Kawa: Strings

Strings

Strings are sequences of characters. The length of a string is the number of characters that it contains, as an exact non-negative integer. This number is usually fixed when the string is created, however, you can extend a mutable string with the (Kawa-specific) string-append! function. The valid indices of a string are the exact non-negative integers less than the length of the string. The first character of a string has index 0, the second has index 1, and so on.

Strings are implemented as a sequence of 16-bit char values, even though they’re semantically a sequence of 32-bit Unicode code points. A character whose value is greater than #xffff is represented using two surrogate characters. The implementation allows for natural interoperability with Java APIs. However it does make certain operations (indexing or counting based on character counts) difficult to implement efficiently.
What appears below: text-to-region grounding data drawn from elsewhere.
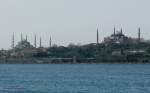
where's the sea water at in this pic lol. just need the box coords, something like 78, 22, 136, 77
0, 64, 150, 93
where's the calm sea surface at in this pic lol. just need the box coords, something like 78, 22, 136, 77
0, 64, 150, 93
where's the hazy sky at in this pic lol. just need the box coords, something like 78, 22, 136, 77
0, 0, 150, 49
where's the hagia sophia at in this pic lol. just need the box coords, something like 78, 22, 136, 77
103, 27, 142, 44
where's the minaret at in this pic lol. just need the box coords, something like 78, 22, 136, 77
114, 27, 116, 35
12, 33, 15, 49
26, 35, 28, 41
121, 28, 123, 34
21, 33, 23, 41
97, 28, 99, 44
34, 34, 37, 48
40, 37, 42, 48
50, 36, 52, 48
138, 27, 141, 41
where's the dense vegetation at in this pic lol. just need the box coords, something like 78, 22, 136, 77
47, 43, 97, 58
46, 42, 150, 58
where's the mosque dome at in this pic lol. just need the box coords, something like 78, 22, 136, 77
15, 40, 33, 49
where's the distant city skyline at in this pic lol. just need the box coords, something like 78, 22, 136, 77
10, 27, 144, 49
0, 0, 150, 49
Luckily one rarely needs to index or count based on character counts; alternatives are discussed below.

Some of the procedures that operate on strings ignore the difference between upper and lower case. The names of the versions that ignore case end with “-ci” (for “case insensitive”).

Type: string

The type of string objects. The underlying type is the interface java.lang.CharSequence. Immultable strings are java.lang.String, while mutable strings are gnu.lists.FString.

Basic string procedures

Procedure: string? obj

Return #t if obj is a string, #f otherwise.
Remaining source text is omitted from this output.